Saint Stanislas ressuscite provisoirement le vendeur.
Le pontife avait acheté pour son évêché, devant témoins, et il avait payé une terre dont le vendeur était mort peu après. Le roi, ayant appris qu’il n’y avait pas d’acte écrit et signé, gagna les témoins par promesses et par menaces, et accusa Stanislas d’avoir usurpé ce terrain. L’évêque demanda trois jours de délai, disant : « Au bout de ces trois jours, je vous amènerai comme témoin le vendeur lui-même, bien qu’il soit mort depuis trois ans. »

Le délai fut accordé, et, le jour venu, le saint se rendit au tombeau du défunt, en présence d’un nombreux cortège ; il fit ouvrir la tombe, où on ne trouva que des ossements. Stanislas, devant cette tombe ouverte, se met en prière, puis touche de la main le cadavre : « Pierre, dit-il, au nom du Père, du Fils et du Saint-Esprit, viens rendre témoignage à la vérité outragée. » À ces mots, Pierre se lève, prend la main de l’évêque devant le peuple épouvanté, et l’accompagne au tribunal du roi.

Le ressuscité convainc de calomnie le roi et les témoins, et de nouveau accompagne l’évêque jusqu’au tombeau, qu’on referme sur son corps, redevenu cadavre.
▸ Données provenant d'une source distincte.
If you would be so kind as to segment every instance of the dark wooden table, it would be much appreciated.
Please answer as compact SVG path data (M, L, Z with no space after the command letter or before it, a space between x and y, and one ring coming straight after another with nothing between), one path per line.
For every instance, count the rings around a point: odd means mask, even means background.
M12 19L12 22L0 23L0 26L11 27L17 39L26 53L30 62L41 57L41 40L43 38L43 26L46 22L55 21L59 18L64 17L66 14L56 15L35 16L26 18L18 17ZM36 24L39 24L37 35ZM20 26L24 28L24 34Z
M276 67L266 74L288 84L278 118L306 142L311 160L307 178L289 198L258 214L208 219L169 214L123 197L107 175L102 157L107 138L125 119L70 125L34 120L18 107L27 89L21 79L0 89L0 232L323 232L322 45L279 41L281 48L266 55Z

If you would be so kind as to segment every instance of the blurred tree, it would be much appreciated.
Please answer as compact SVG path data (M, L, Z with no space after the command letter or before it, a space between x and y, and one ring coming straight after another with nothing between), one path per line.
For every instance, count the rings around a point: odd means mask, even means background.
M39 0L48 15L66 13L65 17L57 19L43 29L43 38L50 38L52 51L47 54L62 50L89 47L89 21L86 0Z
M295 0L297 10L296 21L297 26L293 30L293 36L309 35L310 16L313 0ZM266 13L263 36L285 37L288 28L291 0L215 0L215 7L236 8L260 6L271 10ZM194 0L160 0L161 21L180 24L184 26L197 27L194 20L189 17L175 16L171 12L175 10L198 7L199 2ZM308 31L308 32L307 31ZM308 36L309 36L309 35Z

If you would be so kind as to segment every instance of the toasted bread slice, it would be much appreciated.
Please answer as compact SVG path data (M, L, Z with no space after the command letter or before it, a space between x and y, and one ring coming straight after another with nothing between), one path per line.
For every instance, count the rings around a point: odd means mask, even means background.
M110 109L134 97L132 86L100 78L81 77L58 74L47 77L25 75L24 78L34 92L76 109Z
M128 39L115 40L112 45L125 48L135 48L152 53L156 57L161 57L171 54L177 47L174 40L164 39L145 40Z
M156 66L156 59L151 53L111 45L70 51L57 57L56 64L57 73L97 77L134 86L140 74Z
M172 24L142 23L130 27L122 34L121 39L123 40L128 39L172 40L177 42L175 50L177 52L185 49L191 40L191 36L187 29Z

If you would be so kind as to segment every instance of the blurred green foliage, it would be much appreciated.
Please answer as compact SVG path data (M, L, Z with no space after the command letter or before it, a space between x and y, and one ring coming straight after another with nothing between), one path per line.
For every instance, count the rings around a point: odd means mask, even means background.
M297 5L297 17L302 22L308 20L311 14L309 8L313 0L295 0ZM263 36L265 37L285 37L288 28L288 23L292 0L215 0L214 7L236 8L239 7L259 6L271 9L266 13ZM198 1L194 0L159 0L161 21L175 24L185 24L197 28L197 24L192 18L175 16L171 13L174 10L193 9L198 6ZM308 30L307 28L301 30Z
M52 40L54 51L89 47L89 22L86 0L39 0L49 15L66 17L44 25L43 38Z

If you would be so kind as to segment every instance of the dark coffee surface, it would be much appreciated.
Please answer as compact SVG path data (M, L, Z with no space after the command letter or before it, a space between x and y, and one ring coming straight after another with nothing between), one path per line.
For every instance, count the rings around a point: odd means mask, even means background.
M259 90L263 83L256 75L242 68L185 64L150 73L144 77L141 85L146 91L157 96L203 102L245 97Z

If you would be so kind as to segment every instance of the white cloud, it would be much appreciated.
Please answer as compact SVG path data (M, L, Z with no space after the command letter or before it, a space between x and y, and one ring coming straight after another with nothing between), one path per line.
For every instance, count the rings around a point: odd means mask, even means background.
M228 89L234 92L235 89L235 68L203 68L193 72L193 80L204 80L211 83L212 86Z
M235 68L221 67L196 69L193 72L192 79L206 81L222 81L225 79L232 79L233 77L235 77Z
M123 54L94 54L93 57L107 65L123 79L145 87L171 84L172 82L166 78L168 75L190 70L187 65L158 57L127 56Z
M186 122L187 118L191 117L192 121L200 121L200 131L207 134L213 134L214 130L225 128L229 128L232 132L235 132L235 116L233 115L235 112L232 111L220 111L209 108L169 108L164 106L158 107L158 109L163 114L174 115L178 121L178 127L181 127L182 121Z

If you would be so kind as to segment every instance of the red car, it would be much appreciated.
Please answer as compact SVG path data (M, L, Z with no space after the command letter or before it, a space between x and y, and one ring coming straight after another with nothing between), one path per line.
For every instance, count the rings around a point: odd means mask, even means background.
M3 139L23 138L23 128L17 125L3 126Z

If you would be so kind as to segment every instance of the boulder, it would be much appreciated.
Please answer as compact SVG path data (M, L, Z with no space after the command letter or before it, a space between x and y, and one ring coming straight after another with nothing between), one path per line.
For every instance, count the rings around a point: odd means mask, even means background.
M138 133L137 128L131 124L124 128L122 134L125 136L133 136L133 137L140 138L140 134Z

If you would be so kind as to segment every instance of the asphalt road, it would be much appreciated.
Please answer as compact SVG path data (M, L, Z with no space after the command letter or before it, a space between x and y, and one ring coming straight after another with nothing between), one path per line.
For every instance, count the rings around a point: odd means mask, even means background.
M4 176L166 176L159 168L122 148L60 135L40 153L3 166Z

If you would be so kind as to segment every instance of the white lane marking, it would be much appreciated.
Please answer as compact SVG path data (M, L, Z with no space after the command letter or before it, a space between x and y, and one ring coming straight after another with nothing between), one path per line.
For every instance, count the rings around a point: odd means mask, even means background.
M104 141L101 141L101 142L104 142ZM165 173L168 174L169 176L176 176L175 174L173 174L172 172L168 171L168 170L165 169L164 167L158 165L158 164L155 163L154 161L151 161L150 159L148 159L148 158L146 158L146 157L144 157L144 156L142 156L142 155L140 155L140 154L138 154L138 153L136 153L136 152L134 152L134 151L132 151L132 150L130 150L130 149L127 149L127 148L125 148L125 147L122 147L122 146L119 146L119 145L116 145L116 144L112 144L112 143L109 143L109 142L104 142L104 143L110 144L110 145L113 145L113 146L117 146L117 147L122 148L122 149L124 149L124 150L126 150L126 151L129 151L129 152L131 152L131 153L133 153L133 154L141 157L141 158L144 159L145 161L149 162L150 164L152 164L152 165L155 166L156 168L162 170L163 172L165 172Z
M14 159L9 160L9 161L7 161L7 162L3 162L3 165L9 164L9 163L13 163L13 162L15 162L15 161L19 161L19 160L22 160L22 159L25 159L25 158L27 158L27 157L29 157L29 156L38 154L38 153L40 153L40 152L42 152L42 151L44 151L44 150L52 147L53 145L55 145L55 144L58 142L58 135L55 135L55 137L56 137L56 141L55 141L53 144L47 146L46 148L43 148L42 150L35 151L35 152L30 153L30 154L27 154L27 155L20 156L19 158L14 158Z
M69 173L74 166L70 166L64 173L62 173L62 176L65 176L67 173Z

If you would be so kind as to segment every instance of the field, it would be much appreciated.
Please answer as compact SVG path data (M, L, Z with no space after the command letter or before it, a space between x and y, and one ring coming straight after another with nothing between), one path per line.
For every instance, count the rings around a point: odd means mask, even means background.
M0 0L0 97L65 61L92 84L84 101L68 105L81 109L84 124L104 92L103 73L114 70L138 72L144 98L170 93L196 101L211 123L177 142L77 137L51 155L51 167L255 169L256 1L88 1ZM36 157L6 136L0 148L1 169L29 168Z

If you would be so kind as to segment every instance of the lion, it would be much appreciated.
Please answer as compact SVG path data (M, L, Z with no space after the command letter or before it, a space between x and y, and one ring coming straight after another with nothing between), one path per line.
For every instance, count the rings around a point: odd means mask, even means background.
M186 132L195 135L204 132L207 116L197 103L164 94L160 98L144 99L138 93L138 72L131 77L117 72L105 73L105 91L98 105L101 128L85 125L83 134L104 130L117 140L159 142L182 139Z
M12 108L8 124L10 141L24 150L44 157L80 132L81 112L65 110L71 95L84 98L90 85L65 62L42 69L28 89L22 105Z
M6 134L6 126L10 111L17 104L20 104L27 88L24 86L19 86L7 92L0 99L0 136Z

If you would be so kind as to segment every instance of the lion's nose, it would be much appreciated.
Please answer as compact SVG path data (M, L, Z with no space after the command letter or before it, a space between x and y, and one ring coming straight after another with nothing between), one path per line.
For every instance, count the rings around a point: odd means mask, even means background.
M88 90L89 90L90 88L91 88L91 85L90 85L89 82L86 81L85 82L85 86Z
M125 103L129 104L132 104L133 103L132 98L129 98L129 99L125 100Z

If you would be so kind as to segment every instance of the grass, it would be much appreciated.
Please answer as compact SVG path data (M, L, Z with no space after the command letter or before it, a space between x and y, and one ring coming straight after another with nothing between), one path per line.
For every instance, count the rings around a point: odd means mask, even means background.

Loin de se convertir, le roi impie jura la mort de Stanislas, et bientôt l’assassina lui-même pendant qu’il offrait le Saint Sacrifice, le 8 mars.

C’était l’an 1079, Grégoire VII étant pape, Henri IV empereur et Philippe Ier roi de France.

Timbre-poste de la Cité du Vatican émis en 1966

pour le millénaire de la christianisation de la Pologne

3e d’une série de six valeurs (divers sujets)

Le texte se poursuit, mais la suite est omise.